Sylow-$3$-subgroups of group of order $117 = 3^2 \cdot 13$

Question

The possible orders of Sylow 3 subgroups is $\{1, 13\}$ (if I understood correctly). But how can I check the exact number? And how am I supposed to show that $S_3 = \Bbb Z_9$ or $S_3 = \Bbb Z_3\times \Bbb Z_3$?

Answer 1

Let me adress the latter question:

Every group of order $p^2$, where $p$ is some prime number, is isomorphic to $\mathbb{Z}/p^2\mathbb{Z}$ or $\mathbb{Z}/p\mathbb{Z} \times \mathbb{Z}/p\mathbb{Z}$.

How can we see that?

Step 1: Show that if $G/Z(G)$ is cyclic, then $G$ is abelian.

Let $\langle \overline{a} \rangle = G/Z(G)$. That means that for $g,h \in G$ we can find integers $m$ and $n$ such that $\overline{a}^m = \overline{g}$ and $\overline{a}^n = \overline{h}$, i.e. there are $z,z' \in Z(G)$ such that we have $g = a^mz$ and $h = a^nz'$. We get $$gh = a^mza^nz' = a^ma^nzz' = a^{m+n}zz' = a^{n+m}zz' = a^na^mzz' = a^nz'a^mz = hg$$ as $z,z' \in Z(G)$. Thus $G$ is abelian.

Step 2: Take some group $G$ of order $p^2$. Then the center $Z(G)$ has order $1$, $p$, or $p^2$ by Lagrange's theorem.
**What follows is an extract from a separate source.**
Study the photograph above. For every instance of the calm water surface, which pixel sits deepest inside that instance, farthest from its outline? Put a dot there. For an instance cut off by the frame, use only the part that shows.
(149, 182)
As $p$-groups have non-trivial center, only $p$ or $p^2$ can occur.

If $\text{ord}(Z(G)) = p^2$, then $G = Z(G)$ is abelian.

If $\text{ord}(Z(G)) = p$, then $G/Z(G)$ has order $p$ and thus $G/Z(G)$ is cyclic, such that $G$ is abelian (This also shows that this case actually cannot occur since $G$ being abelian contradicts that the quotient by the center is non-trivial).

Either way we established that $G$ is abelian such that we only have the $2$ isomorphism classes $\mathbb{Z}/p^2\mathbb{Z}$ or $\mathbb{Z}/p\mathbb{Z} \times \mathbb{Z}/p\mathbb{Z}$ by the classification of finitely generated abelian groups.

Your first question:

I cannot think of an elementary argument right now, but there are $4$ isomorphism classes of groups of order $p^2q$ such that $p \mid q-1$, $p^2 \not\mid q-1$ and $q \not\mid p^2 -1$, namely:

1) The cyclic group of order $p^2q$.

2) The direct product of a cyclic group of order $pq$ and a cyclci group of order $q$.

3) The semidirect product of a cyclic group of order $q$ by a cyclic group of order $p^2$, where the action by conjugation of a generator is an automorphism of order $p$.

4) The semidirect product of a cyclic group of order $pq$ by a cyclic group of order $p$, where the action by conjugation of a generator is an automorphism of order $p$.

You could bruteforce your way through. What exactly is your task or the problem you want to deal with? Do you really need to find the number of sylow-$3$-subgroups? Maybe we can find some other argument if you want to show soemthing else.

Answer 2

You seem a bit confused. You are asking about the possible orders of the Sylow $3$-subgroups of $G$. Do you know how a Sylow subgroup is defined? If no, then in a group of order $117$ a Sylow $3$-subgroup has order $3^2$ and I recommend going back to your textbook or notes.

If yes and you really meant to ask how many Sylow $3$-subgroups $G$ has, then both possibilities occur. If $G$ is abelian, it has just one Sylow $3$-subgroup. If not (and this is possible), then it has $13$ Sylow $3$-subgroups.